What it actually represents (all definitions courtesy of the Chabad website):

  • “A hard-boiled egg represents the holiday offering brought in the days of the Holy Temple. The meat of this animal constituted the main part of the Passover meal.”

Item Number 2: The Horseradish

Best Guesses:

  • “This is the one I always pass over (heh!) without anybody realizing.”
  • “Oh, I don’t remember. Yucky.”

What it actually represents:

  • “Bitter herbs (maror) remind us of the bitterness of the slavery of our forefathers in Egypt. Fresh grated horseradish, romaine lettuce, and endive are the most common choices.”

Item Number 3: The Charoset (a sweet, dark-colored paste made of fruits and nuts)

Best Guesses:

  • “Deliciousness… damn son.”
  • “Ahhhh charoset. Yum, yum, and yum again. If Cake Boss was able to make a cake fully out of charoset, I’d drive myself to Jersey (no driver, no nanny) just to pick it up! Charoset represents the sweet side of the Jews — our kindness and generosity as a people.”

What it actually represents:

  • “A mixture of apples, nuts and wine which resembles the mortar and brick made by the Jews when they toiled for Pharaoh.”

Item Number 4: The Shank Bone

Best Guesses:

  • “I literally do not know — is it multi-purpose? Animals as laborers and also as sustenance?”
  • “I’m pretty sure this bone represents the Jews as warriors. We chew directly into it, proving that not even the marrow of bone can destroy our enamel. We fight. We conquer. But first and foremost, we attempt peace.”
  • “Shankbones are there to wave around and say things like AAARGH! and Wailey! Wailey! Wailey!”
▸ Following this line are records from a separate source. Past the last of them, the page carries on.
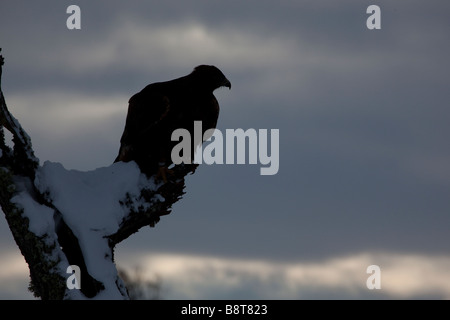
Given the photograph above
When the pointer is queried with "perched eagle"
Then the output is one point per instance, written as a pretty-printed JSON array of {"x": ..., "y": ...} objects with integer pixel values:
[{"x": 162, "y": 107}]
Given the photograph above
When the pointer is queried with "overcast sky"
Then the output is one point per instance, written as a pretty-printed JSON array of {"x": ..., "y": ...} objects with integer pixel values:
[{"x": 364, "y": 174}]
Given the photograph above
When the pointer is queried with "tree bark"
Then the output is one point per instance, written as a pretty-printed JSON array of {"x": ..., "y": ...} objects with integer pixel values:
[{"x": 49, "y": 253}]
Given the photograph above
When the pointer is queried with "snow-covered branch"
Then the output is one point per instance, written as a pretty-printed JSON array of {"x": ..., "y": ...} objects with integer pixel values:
[{"x": 61, "y": 218}]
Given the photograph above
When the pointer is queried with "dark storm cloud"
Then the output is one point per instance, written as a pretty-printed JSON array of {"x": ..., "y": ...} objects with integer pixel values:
[{"x": 362, "y": 114}]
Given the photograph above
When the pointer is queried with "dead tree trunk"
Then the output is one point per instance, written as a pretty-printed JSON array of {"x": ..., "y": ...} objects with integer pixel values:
[{"x": 48, "y": 235}]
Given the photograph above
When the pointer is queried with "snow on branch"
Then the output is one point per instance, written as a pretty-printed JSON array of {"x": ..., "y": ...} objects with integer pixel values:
[{"x": 62, "y": 218}]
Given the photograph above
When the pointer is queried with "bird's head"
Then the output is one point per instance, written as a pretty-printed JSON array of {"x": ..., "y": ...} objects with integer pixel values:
[{"x": 211, "y": 77}]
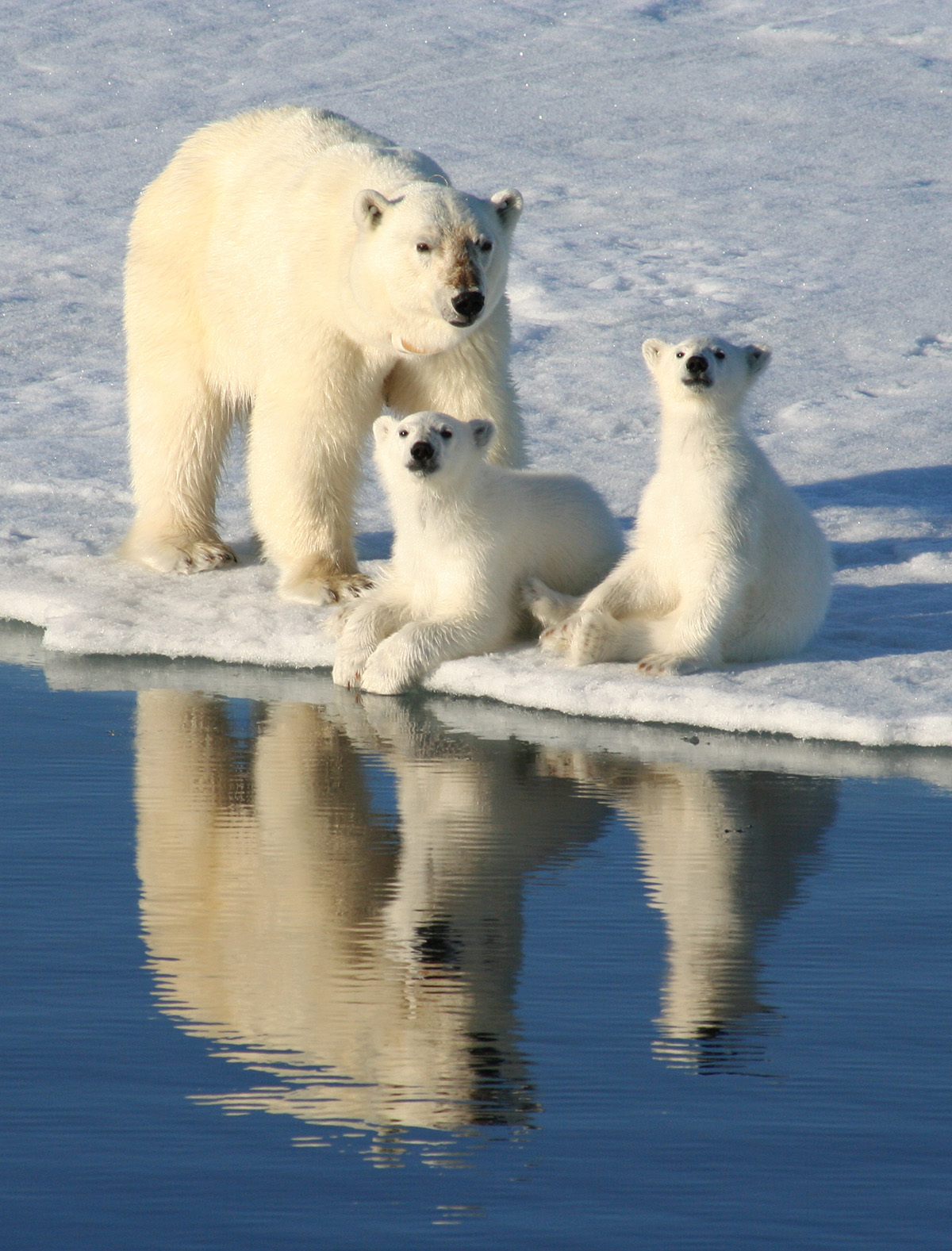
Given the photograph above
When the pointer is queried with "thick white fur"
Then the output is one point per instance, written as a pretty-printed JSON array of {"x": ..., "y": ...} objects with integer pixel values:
[
  {"x": 726, "y": 563},
  {"x": 466, "y": 535},
  {"x": 292, "y": 264}
]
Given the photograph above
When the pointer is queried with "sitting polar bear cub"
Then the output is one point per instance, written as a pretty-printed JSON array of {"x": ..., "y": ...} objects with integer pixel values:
[
  {"x": 726, "y": 563},
  {"x": 466, "y": 535},
  {"x": 290, "y": 267}
]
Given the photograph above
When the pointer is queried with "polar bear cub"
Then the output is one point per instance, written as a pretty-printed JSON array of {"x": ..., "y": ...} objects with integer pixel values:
[
  {"x": 466, "y": 535},
  {"x": 724, "y": 563}
]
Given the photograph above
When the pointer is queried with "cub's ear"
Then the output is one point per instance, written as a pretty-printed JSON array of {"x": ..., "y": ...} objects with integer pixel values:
[
  {"x": 369, "y": 208},
  {"x": 652, "y": 351},
  {"x": 382, "y": 429},
  {"x": 508, "y": 206},
  {"x": 483, "y": 432},
  {"x": 757, "y": 357}
]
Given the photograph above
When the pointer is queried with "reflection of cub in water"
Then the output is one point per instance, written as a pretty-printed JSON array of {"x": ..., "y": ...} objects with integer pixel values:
[
  {"x": 724, "y": 854},
  {"x": 369, "y": 965}
]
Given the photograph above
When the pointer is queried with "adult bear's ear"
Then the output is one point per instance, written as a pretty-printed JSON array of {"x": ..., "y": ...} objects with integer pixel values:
[
  {"x": 483, "y": 432},
  {"x": 369, "y": 208},
  {"x": 382, "y": 428},
  {"x": 758, "y": 355},
  {"x": 508, "y": 206},
  {"x": 652, "y": 351}
]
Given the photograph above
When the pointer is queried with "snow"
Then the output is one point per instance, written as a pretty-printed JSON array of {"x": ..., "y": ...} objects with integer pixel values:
[{"x": 771, "y": 171}]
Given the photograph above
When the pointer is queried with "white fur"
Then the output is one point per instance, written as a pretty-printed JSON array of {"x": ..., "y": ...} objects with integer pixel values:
[
  {"x": 466, "y": 535},
  {"x": 726, "y": 563},
  {"x": 292, "y": 264}
]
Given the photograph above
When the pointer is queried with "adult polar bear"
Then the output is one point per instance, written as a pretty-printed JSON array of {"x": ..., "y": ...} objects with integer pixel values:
[{"x": 290, "y": 264}]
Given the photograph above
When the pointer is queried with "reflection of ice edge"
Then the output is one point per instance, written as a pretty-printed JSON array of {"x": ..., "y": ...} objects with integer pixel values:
[
  {"x": 706, "y": 748},
  {"x": 709, "y": 984},
  {"x": 375, "y": 982}
]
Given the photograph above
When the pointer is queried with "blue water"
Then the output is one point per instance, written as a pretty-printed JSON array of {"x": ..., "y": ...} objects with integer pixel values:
[{"x": 284, "y": 969}]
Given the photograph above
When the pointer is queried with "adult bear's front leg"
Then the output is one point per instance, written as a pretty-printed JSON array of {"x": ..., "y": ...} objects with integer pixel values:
[{"x": 304, "y": 452}]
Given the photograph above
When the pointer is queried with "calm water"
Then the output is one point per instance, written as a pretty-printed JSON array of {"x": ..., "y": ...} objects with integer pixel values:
[{"x": 283, "y": 969}]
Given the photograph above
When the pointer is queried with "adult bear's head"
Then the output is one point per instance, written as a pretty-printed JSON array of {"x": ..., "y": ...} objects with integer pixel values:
[{"x": 431, "y": 263}]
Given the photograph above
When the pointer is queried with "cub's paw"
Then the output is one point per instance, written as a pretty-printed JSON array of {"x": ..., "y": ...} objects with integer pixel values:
[
  {"x": 388, "y": 672},
  {"x": 323, "y": 588},
  {"x": 557, "y": 639},
  {"x": 347, "y": 672},
  {"x": 594, "y": 639},
  {"x": 662, "y": 663},
  {"x": 547, "y": 606}
]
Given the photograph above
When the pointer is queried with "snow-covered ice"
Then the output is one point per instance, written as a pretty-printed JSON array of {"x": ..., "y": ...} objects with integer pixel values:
[{"x": 765, "y": 171}]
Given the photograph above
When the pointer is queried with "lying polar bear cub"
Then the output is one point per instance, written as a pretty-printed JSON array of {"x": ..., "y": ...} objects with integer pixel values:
[
  {"x": 466, "y": 537},
  {"x": 726, "y": 563}
]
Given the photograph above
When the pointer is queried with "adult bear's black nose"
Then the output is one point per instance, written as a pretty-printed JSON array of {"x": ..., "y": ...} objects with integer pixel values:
[{"x": 468, "y": 304}]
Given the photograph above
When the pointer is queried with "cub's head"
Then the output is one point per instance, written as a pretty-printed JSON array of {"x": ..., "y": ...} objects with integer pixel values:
[
  {"x": 429, "y": 264},
  {"x": 706, "y": 368},
  {"x": 429, "y": 448}
]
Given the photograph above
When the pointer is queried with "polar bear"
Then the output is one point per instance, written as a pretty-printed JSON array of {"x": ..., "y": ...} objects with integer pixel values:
[
  {"x": 726, "y": 563},
  {"x": 466, "y": 535},
  {"x": 293, "y": 267}
]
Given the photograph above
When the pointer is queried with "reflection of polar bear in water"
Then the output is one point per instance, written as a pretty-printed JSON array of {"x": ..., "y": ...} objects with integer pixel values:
[
  {"x": 466, "y": 535},
  {"x": 726, "y": 563},
  {"x": 288, "y": 919},
  {"x": 724, "y": 854},
  {"x": 290, "y": 263}
]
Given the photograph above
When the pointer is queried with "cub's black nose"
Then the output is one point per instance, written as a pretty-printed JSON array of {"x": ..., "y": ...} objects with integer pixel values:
[{"x": 468, "y": 304}]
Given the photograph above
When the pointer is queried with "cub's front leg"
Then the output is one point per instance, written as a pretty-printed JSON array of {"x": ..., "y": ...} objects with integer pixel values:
[{"x": 366, "y": 626}]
What it actually represents:

  • “A piece of roasted meat represents the lamb that was the special Paschal sacrifice on the eve of the exodus from Egypt, and annually, on the afternoon before Passover, in the Holy Temple.”
  • “Since we can’t offer the Paschal sacrifice in the absence of the Holy Temple, we take care to use something that is relatively dissimilar to the actual offering. Accordingly, many communities have the custom to use a roasted chicken neck or the like.”

Item Number 5: The Bitter Herbs/Lettuce

Best guesses:

  • “In my opinion, all the bitter stuff has to do with what I’ve been eating this year or thinking of eating now that half my musical icons are dead.”

What it actually represents:

  • “The lettuce symbolizes the bitter enslavement of our fathers in Egypt. The leaves of romaine lettuce are not bitter, but the stem, when left to grow in the ground, turns hard and bitter.”

Item Number 6: The Parsley/Boiled Potato (dipped in salt-water)

Best guesses:

  • “I don’t know officially, but what I know off the record is that it is some bomb a** s***. Damn I love it.”
  • “Nature’s special breath freshener.”

What it actually represents:

  • “A non-bitter root vegetable alludes to the backbreaking work of the Jews as slaves. The Hebrew letters of the word karpas can be arranged to spell ‘perech samech.'”
  • “Perech means backbreaking work, and samech is numerically equivalent to 60, referring to 60 myriads, equaling 600,000, which was the number of Jewish males over 20 years of age who were enslaved in Egypt.”

So there you have it, folks. Just remember: While each of the items alludes to its own traditional symbolic reference, that shouldn’t prevent you from forming your own meaningful connections for yourself and the people around you.

Ultimately, Passover holds a special place at the center of Jewish tradition. It is a celebration of liberation, after all, as well as an excuse to race around and try to get to the afikomen first, of course. (That’s a broken-off piece of Seder matzo which diners search for like a game of hide-and-seek at the end of the night.)